Woody Allen’s You Will Meet a Tall Dark Stranger
June 7, 2012
Jun 7, 2012
6 Min read time
Woody Allen’s You Will Meet a Tall Dark Stranger.
Woody Allen’s 40th feature film, You Will Meet a Tall Dark Stranger, begins and ends with Shakespeare’s mordant line, “[Life] is a tale. Told by an idiot, full of sound and fury, signifying nothing.” Macbeth speaks this line after learning that Lady Macbeth has hanged herself and that their dream of dynasty will soon end in a nightmare of bloodshed. Nonetheless Macbeth throws himself into the battle and dies with the dignity of a warrior.
Those of us who find Allen in all his films—it’s like the children’s-book series Where’s Waldo—will imagine the quotation somehow applies to him. The line is recited in the film by the narrator of the tale while in the background someone sings the Disney song “When You Wish Upon a Star.” The unlikely juxtaposition sets the mood of the film and goes to the core of what sustains our interest in Allen: existential misery hand in hand with childlike joy.

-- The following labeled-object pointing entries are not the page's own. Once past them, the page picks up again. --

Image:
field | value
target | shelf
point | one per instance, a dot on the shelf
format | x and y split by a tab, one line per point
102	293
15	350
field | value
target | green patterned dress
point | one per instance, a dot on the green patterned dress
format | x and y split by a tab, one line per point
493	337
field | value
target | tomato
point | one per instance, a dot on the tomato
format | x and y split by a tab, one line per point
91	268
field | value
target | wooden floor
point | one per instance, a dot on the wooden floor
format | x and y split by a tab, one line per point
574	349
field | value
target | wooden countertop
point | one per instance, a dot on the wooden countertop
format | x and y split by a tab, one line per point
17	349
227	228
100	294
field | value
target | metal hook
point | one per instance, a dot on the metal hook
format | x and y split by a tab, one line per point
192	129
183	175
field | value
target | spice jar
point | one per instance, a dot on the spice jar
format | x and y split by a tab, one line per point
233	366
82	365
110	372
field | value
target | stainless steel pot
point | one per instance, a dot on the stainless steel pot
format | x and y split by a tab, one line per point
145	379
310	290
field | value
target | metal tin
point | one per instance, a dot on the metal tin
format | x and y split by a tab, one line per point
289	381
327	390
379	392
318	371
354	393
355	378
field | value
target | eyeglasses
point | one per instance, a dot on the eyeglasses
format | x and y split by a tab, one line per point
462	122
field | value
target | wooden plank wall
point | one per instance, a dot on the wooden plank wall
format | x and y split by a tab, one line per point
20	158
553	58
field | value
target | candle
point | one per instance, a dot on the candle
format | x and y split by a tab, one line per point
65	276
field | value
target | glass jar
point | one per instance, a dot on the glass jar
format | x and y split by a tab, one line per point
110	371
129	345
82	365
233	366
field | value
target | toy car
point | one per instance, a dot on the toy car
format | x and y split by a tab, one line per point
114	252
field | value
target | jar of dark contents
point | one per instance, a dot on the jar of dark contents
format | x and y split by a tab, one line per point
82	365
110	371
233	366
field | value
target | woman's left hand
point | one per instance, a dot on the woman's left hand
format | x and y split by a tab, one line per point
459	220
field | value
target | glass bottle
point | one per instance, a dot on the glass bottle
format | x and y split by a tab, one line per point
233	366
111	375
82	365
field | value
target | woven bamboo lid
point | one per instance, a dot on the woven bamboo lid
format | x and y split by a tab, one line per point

Allen is now too old and wizened for the childlike joy, and since his notorious scandal his comedy grates when he performs it himself. Now he distributes the task to his whole ensemble of characters, but diehard fans still recognize the Woody lines—there’s Waldo!
Without his presence on the screen it is easier to forgive Allen’s sins, and if he keeps making films like You Will Meet a Tall Dark Stranger perhaps he will win back some of the old fans who felt betrayed by him. That will not be easy; most of the top critics panned You Will Meet a Tall Dark Stranger, complaining that there were no laugh-out-loud jokes, that the narrative went nowhere, and that the whole project, except for the marvelous cast, lacked real ambition.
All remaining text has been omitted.